'I shall tell him,—as I should any other most wild proposition that might be made to me. But I am quite sure that he will be very angry.'

'Angry! why should he be angry?'

'Because—' Then she stopped.

'I do not think, Mrs. Bolton, that there can be any cause for anger. If I were a beggar, if I were below her in position, if I had not means to keep a wife,—even if I were a stranger to his name, he might be angry. But I do not think he can be angry with me, now, because, in the most straightforward way, I come to the young lady's parents and tell them that I love their child. Is it a disgrace to me that of all whom I have seen I think her to be the loveliest and best? Her father may reject me; but he will be very unreasonable if he is angry with me.'

She could not tell him about the dove and the kite, or the lamb and the wolf. She could not explain to him that he was a sinner, unregenerated, a wild man in her estimation, a being of quite another kind than herself, and therefore altogether unfitted to be the husband of her girl! Her husband, no doubt, could do all this—if he would. But then she too had her own skeleton in her own cupboard. She was not quite assured of her own husband's regeneration. He went to church regularly, and read his Bible, and said his prayers. But she feared,—she was almost sure,—that he liked the bank-books better than his Bible. That he would reject this offer from John Caldigate, she did not doubt. She had always heard her husband speak of the man with disapprobation and scorn. She had heard the whole story of Davis and the Newmarket debts. She had heard, too, the man's subsequent prosperity spoken of as a thing of chance,—as having come from gambling on an extensive scale. She herself regarded money acquired in so unholy a way as likely to turn to slate-stones, or to fly away and become worse than nothing. She knew that Mr. Bolton, whether regenerate or not, regarded young Caldigate as an adventurer, and that therefore, the idea of such a marriage would be as unpalatable to him as to herself. But she did not dare to tell her visitor that he was an unregenerate kite, lest her husband would not support her.

'Whatever more you have got to say, you had better say it to him,' she replied to the lover when he had come to the end of his defence. At that moment the door opened, and a gentleman entered the room. This was Mr. Robert Bolton, the attorney. Now of all her husband's sons,—who were, of course, not her sons,—Mrs. Bolton saw this one the most frequently and perhaps liked him the least. Or it might be juster to say that she was more afraid of him than of the others. The two eldest, who were both in the bank, were quiet, sober men, who lived affluently and were married to religious wives, and brought up their children plentifully and piously. She did not see very much of them, because her life was not a social life.
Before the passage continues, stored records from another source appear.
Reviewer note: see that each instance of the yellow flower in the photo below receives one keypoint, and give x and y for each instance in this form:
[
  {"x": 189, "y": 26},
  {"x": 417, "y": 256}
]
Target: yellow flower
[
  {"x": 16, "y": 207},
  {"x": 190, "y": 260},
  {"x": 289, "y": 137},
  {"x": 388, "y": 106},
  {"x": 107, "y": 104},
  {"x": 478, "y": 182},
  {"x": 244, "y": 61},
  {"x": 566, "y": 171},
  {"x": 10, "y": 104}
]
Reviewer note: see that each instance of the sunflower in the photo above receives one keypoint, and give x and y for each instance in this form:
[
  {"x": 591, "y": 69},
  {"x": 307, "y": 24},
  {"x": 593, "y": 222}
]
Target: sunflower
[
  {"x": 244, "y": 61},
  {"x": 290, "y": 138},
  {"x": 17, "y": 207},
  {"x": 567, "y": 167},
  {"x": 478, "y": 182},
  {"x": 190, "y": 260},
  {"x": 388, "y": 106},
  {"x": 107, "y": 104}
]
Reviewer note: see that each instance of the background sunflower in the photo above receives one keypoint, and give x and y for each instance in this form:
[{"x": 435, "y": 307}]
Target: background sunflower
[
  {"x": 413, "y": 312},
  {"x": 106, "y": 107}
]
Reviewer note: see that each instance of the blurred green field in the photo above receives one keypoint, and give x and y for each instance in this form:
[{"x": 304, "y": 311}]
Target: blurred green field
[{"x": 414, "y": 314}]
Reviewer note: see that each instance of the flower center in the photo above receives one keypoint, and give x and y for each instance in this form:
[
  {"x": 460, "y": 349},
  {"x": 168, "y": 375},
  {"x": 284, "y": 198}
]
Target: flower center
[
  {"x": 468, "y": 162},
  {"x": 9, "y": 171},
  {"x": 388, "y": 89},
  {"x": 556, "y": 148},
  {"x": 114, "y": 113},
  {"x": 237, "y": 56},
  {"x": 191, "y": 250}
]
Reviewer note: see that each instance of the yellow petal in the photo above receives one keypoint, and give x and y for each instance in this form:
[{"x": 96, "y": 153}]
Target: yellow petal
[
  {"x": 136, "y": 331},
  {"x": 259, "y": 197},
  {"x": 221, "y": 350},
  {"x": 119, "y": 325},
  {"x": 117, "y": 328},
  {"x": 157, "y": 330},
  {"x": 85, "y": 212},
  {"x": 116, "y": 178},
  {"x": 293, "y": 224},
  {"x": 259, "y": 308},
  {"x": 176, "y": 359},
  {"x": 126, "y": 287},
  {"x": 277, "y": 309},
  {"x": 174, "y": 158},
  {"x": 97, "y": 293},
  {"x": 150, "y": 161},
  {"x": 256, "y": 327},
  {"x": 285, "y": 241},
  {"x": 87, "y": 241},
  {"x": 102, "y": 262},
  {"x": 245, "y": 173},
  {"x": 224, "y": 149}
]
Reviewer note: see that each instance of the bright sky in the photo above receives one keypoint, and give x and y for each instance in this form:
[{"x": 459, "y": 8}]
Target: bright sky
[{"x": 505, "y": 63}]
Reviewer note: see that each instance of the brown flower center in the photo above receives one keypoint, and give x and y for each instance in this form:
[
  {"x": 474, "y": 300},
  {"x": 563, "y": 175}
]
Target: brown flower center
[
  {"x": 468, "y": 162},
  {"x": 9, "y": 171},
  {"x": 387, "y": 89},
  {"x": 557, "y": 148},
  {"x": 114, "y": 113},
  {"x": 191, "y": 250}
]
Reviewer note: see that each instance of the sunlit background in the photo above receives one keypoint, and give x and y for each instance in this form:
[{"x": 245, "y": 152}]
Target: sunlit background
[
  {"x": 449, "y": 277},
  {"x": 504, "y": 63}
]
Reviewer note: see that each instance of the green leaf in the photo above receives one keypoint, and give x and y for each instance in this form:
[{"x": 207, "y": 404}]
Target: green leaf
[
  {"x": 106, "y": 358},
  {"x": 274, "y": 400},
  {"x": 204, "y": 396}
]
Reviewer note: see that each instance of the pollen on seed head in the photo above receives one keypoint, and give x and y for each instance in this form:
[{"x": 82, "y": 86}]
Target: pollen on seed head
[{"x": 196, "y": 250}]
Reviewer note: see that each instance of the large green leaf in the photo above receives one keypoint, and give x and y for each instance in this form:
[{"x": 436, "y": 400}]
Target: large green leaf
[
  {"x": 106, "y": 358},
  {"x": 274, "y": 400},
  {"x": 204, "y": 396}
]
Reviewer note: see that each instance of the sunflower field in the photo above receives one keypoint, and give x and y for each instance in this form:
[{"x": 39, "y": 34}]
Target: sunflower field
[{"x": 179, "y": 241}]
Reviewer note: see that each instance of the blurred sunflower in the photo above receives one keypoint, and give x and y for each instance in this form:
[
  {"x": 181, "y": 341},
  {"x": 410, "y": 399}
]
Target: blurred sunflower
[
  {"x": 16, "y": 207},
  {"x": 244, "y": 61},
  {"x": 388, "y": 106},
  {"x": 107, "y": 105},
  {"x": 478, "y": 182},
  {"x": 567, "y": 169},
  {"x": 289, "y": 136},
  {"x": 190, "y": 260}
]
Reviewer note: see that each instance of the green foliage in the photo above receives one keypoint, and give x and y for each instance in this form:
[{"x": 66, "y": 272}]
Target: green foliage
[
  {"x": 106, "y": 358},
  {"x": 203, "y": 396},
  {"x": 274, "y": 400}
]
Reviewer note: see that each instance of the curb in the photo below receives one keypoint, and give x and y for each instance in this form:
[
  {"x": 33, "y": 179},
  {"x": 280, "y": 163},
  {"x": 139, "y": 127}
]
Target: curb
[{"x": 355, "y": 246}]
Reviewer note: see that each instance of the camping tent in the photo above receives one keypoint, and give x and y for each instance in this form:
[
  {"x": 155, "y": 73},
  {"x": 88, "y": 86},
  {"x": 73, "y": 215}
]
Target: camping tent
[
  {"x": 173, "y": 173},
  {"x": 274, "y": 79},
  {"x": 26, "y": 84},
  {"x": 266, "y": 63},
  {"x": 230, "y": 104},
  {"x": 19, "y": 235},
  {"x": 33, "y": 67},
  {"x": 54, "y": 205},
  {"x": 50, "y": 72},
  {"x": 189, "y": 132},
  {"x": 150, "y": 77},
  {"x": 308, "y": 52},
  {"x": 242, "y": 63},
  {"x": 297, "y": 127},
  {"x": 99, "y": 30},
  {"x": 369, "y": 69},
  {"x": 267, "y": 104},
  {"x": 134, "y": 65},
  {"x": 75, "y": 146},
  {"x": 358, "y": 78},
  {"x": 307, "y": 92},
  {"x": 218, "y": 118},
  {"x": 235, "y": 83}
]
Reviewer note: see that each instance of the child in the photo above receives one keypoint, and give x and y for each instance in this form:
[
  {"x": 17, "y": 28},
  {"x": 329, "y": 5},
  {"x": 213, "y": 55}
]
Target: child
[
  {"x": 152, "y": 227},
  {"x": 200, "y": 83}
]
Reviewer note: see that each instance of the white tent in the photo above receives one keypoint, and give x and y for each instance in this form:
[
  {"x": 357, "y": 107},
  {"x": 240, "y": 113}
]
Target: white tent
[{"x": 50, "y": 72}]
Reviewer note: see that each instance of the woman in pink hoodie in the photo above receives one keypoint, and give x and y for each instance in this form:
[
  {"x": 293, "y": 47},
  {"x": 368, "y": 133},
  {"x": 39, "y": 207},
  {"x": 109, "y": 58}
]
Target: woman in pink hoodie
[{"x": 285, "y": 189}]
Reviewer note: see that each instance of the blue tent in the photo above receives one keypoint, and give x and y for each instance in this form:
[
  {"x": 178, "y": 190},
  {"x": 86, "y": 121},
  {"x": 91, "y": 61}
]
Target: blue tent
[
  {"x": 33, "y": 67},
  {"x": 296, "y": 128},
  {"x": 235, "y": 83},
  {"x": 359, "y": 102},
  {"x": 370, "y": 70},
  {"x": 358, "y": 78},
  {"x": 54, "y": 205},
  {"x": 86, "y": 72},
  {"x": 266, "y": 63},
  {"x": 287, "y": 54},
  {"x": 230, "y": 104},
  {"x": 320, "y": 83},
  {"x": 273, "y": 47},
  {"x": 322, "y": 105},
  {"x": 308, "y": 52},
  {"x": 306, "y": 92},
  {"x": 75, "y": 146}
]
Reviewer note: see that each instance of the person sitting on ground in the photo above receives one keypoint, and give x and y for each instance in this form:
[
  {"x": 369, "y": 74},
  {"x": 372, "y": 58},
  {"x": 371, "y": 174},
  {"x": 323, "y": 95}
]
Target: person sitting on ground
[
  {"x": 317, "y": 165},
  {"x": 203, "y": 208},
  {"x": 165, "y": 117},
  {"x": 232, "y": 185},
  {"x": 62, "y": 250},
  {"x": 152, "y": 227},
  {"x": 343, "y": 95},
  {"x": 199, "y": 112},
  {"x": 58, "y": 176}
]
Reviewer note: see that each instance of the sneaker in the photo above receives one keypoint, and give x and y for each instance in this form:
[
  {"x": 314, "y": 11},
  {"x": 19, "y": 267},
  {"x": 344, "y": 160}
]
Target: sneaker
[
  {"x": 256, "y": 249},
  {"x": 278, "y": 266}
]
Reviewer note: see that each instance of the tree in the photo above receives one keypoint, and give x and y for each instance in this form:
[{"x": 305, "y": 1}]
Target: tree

But among her friends they were the most intimate. But Robert's wife was given to gaiety and dinner-parties and had been seen even at balls. And Robert himself was much oftener at the Grange than either of the other brothers. He managed his father's private affairs, and was, perhaps, of all his sons the best liked by the father. He was prosperous in his business and was reported to be the leading lawyer in the town. In the old Cambridge days he had entertained John Caldigate at his house; and though they had not met since the miner's return from Australia, each at once knew the other, and their greeting was friendly 'Where's Hess?' said Robert, asking at once after his sister.

'She is engaged, Robert,' said Mrs. Bolton, very seriously, and very firmly.

'She gave me a commission about some silk, and Margaret says that it can't be executed in Cambridge. She must write to Fanny.' Margaret was Mrs. Robert Bolton, and Fanny was the wife of the barrister brother who lived in London.